A 72 kg bungee jumper jumps from a bridge. She is tied to a bungee cord whose unstretched length is 13 m, and falls a total of 38 m. Calculate the spring stiffness constant "k" of the bungee cord, assuming Hooke's law applies. Calculate the maximum acceleration she experiences.
mgh=1/2 k x^2
72(9.8)*38=1/2 k (38-13)^2
solve for k
Maximum acceleration? as she begins to fall, it is -9.8m/s^2
Now at the bottom, she is accelerating upward.
Forcebottom= -mg+k(38-13)
and Force= ma
solve for a.
To calculate the spring stiffness constant "k" of the bungee cord, we can use Hooke's law, which states that the force exerted by a spring is directly proportional to the displacement of the spring from its equilibrium position.
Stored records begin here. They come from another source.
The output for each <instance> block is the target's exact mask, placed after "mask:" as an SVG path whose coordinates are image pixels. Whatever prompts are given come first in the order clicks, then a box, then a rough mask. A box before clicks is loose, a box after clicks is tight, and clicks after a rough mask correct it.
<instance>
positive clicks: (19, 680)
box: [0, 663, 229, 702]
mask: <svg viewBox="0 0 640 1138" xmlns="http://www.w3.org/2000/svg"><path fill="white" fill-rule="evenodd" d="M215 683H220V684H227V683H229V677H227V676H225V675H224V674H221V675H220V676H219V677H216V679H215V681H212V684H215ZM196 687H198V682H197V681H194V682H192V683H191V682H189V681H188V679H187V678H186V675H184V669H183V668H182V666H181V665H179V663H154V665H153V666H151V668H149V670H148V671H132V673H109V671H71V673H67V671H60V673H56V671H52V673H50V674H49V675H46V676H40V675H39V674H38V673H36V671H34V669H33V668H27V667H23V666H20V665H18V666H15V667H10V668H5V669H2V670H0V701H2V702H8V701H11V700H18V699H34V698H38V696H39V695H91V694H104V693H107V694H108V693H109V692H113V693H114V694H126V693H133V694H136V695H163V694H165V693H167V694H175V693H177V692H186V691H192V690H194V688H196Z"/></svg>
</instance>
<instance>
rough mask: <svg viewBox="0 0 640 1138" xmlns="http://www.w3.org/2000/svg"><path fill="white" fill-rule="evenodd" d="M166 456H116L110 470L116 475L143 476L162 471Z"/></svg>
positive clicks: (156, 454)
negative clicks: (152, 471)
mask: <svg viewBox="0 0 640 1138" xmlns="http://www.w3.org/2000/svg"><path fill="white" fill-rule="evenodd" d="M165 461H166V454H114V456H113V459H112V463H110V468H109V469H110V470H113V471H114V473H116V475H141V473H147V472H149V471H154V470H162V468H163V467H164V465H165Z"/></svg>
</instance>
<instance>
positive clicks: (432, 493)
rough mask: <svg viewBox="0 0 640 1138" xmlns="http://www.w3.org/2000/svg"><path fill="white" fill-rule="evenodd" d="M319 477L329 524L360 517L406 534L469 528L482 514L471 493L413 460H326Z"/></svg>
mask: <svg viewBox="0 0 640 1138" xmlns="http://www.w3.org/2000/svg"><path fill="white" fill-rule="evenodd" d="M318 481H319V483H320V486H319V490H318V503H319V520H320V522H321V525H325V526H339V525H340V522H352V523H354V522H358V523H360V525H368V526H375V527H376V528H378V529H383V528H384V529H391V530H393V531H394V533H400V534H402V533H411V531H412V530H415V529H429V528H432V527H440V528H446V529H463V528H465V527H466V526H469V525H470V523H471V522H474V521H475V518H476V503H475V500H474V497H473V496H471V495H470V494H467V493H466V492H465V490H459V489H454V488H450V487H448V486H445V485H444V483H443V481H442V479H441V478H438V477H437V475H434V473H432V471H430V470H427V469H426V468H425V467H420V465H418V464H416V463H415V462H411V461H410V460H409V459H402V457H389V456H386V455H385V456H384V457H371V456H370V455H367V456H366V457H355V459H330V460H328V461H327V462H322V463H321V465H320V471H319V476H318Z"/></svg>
Hooke's law equation: F = -kx
In this case, the force acting on the bungee jumper is her weight, which is given by the formula: F = m * g, where m is the mass of the jumper and g is the acceleration due to gravity (approximately 9.8 m/s^2).
Given:
Mass of the bungee jumper (m) = 72 kg
Displacement of the bungee cord (x) = 38 m
Substituting the values into Hooke's law equation:
m * g = -kx
Rearranging the equation to solve for "k":
k = -(m * g) / x
Plugging in the values:
k = - (72 kg * 9.8 m/s^2) / 38 m
Calculating the spring stiffness constant "k":
k = - 705.6 N/m
So the spring stiffness constant "k" of the bungee cord is approximately -705.6 N/m.
Now, let's calculate the maximum acceleration experienced by the bungee jumper.
The maximum acceleration occurs when the bungee cord is stretched to its maximum length. At this point, the force exerted by the bungee cord is equal to the weight of the jumper, which can be calculated using the formula: F = m * g.
Given:
Mass of the bungee jumper (m) = 72 kg
Acceleration due to gravity (g) = 9.8 m/s^2
Maximum acceleration (a) = F / m
Substituting the values:
a = (72 kg * 9.8 m/s^2) / 72 kg
Calculating the maximum acceleration:
a = 9.8 m/s^2
So, the bungee jumper experiences a maximum acceleration of 9.8 m/s^2.